Reviewed by Linda C. Brinson
MY NAME IS LUCY BARTON. By Elizabeth Strout. Random House Audio. Read by Kimberly Farr. Four CDs; four hours. $30. Also available in print from Random House.
Elizabeth Strout’s books are so different from anything else I read, indeed, from most of today’s fiction as far as I can tell, that it usually requires a brief mental adjustment for me to get into one of her novels. With My Name Is Lucy Barton, as with the two of her books I’ve read before – the Pulitzer Prize-winning Olive Kitteridge and The Burgess Boys – the adjustment is worth the effort.
Indeed, the effort is minimal, because Strout’s writing is so good that I want to learn more of the story even if, at the beginning, it strikes me as a bit … well, slow.
Or maybe understated is a better descriptive. There is, on the surface, not a lot of action in this brief novel. Most of it takes place as conversation or sometimes just thought in a hospital room.
Lucy Barton is recalling a time several years earlier when she developed complications after what should have been a routine surgery and had to spend many weeks in a New York hospital, away from her husband and two young daughters. At the heart of the novel are the few days when her mother came from their hometown of Amgash, Ill., to stay at Lucy’s bedside. Lucy’s husband had summoned his mother-in-law and paid for her travel, even though she clearly did not like him, and even though she had Lucy had not spoken for years.
The story unfolds quietly and guardedly, as befits a hospital room in which one person is seriously and mysteriously ill, with medical professionals frequently in and out. The family’s story often is hidden amid the mother’s tart reminiscences and gossip about neighbors and acquaintances, much as the truth of the family’s existence had been obscured by the struggles of daily life. These two women find it difficult to talk to each other without exposing old hurts. And Lucy, who is beginning to make her way as a writer, considers everything carefully, aware that memory has its limitations.

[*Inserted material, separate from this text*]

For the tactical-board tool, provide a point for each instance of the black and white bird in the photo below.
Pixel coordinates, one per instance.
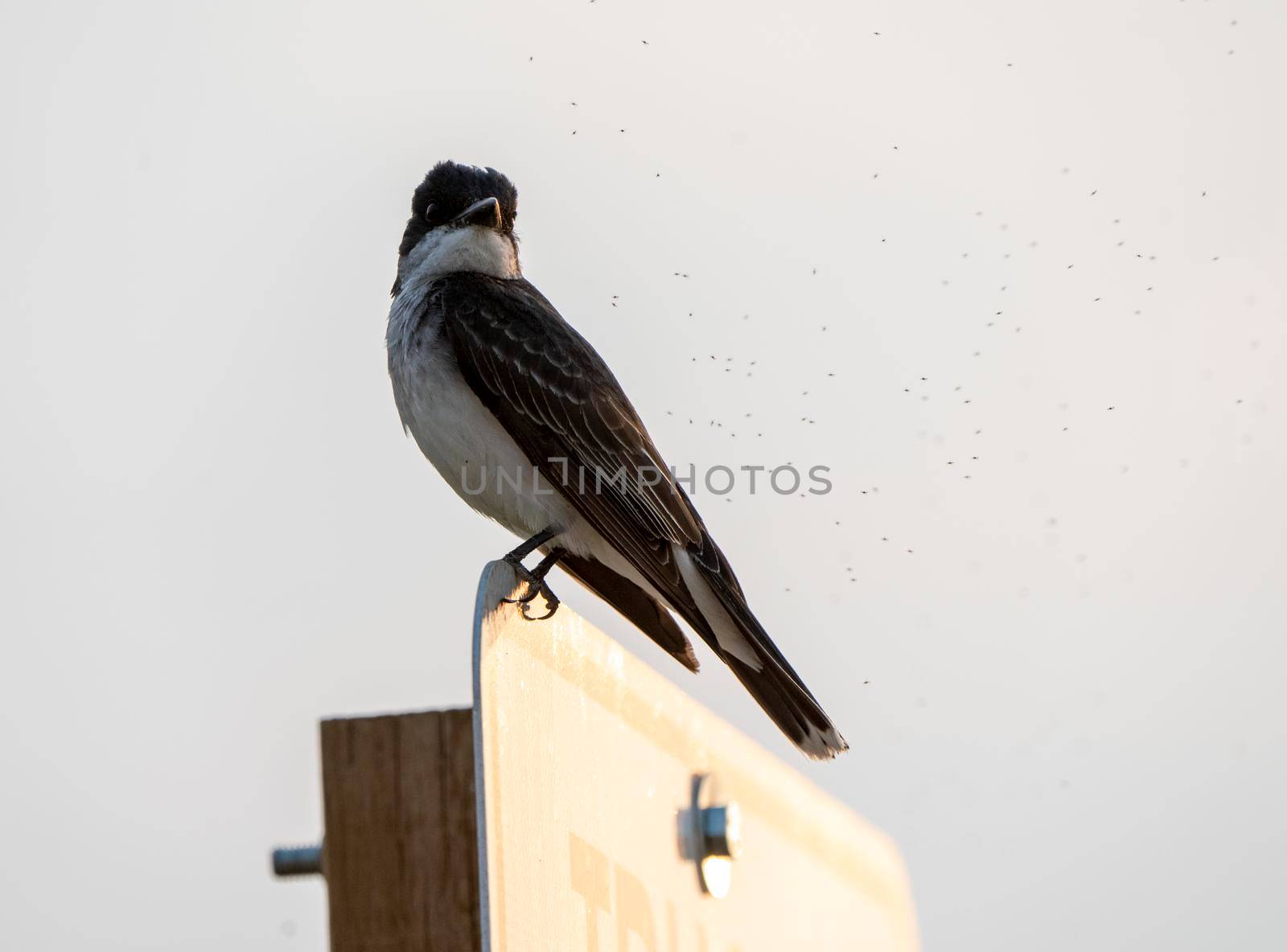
(497, 388)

Oh so gradually, we begin to learn why Lucy and her mother have been estranged. We also learn much more about Lucy’s childhood, until eventually we see that Lucy came from a family for whom the overused term “dysfunctional” might have been coined. The details, as they slowly emerge, often more in Lucy’s memories than in what is spoken aloud by either woman, are dramatic and distressing enough for several stories. We see how far Lucy has come, how much she has struggled, to be living with her successful husband and children in New York City.
And yet, Lucy hungers for closeness with her mother – “Mommy,” she repeatedly calls her, even though Lucy is grown and a mother herself – and, despite her prickly reserve, her mother also clearly cares for this child of hers, as much as she can.
As she reveals more about Lucy and Lucy’s mother, Strout reminds us that people are much more complex than they might seem, and that the bonds of family are strong even when they are sorely strained. Lucy loves her own daughters passionately and yet, we eventually learn, she is not willing to sacrifice her essential self for their happiness.
In the end, this brief novel is quietly triumphant, the story of a woman who struggles against great odds to find and protect her own self.
This novel, told so much through conversation and introspection, is particularly well-suited to being savored as an audio book, and Kimberly Farr does a fine job with the Midwestern accents and distinctive personalities.